According to a regulatory filing, Genzyme first considered taking over Bioenvision in 2005, but dropped the negotiations. The current deal got underway in January when Dennis Purcell , who manages the Soros fund, met with a Genzyme executive to urge him to make a new offer for the company. The agreement announced last week carries the full approval of the Bioenvision board and the Perseus-Soros fund.
To stop the deal, holders of more than 50 percent of Bioenvision shares would have to refuse to sell their shares. So even if their claims of owning a million collective shares are true, the small investors on the website control too little of the company -- 2 percent -- to affect the deal. But Shay calls the site a "modern day picket line," a way for shareholders to show resistance even when too far-flung to gather outside the company office.
Although a shareholder website is unusual, biotechnology merger attorney Randy Katz of Bryan Cave LLP said the small investors were unlikely to have much sway.

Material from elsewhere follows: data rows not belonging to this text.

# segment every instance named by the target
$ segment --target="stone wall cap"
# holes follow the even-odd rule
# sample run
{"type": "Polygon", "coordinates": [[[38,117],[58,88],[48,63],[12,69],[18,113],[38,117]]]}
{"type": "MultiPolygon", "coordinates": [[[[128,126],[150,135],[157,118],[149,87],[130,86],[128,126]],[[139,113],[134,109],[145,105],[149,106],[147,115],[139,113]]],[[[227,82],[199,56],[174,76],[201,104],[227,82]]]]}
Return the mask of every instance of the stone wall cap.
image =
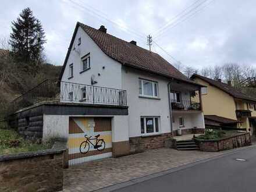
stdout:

"They may be able to agitate enough and get the board members of Bioenvision to go back to Genzyme and ask for another couple of pennies, but beyond that I'm not confident they're going to do much," said Katz, who is not involved in the deal.
A Genzyme spokeswoman said the company was aware of the website, but was not involved in any discussions to increase the offer price.
The timing of the Genzyme offer is key to the shareholder complaints. Bioenvision stock sank to a long-term low in April when it sold 8 million shares for $3.75 , saying it needed money to pay for clinical trials of clofarabine. That sale diluted the value of existing holdings and depressed the stock price further. But Bioenvision has applied to sell the drug in Europe as a treatment for adult leukemia, and if it succeeds, the value of the drug -- and the company -- would go up.
It is unclear who bought those 8 million shares, but by selling at Genzyme's offer price, they would earn a prompt profit of nearly 50 percent.
That seems wrong to shareholders like Bruce Gold, who holds about $35,000 worth of Bioenvision stock.
Gold says he would lose money on the Genzyme offer, and posted a message on the website saying he would vote against the deal.
"I just don't understand why the board of Bioenvision would even agree to this," he said.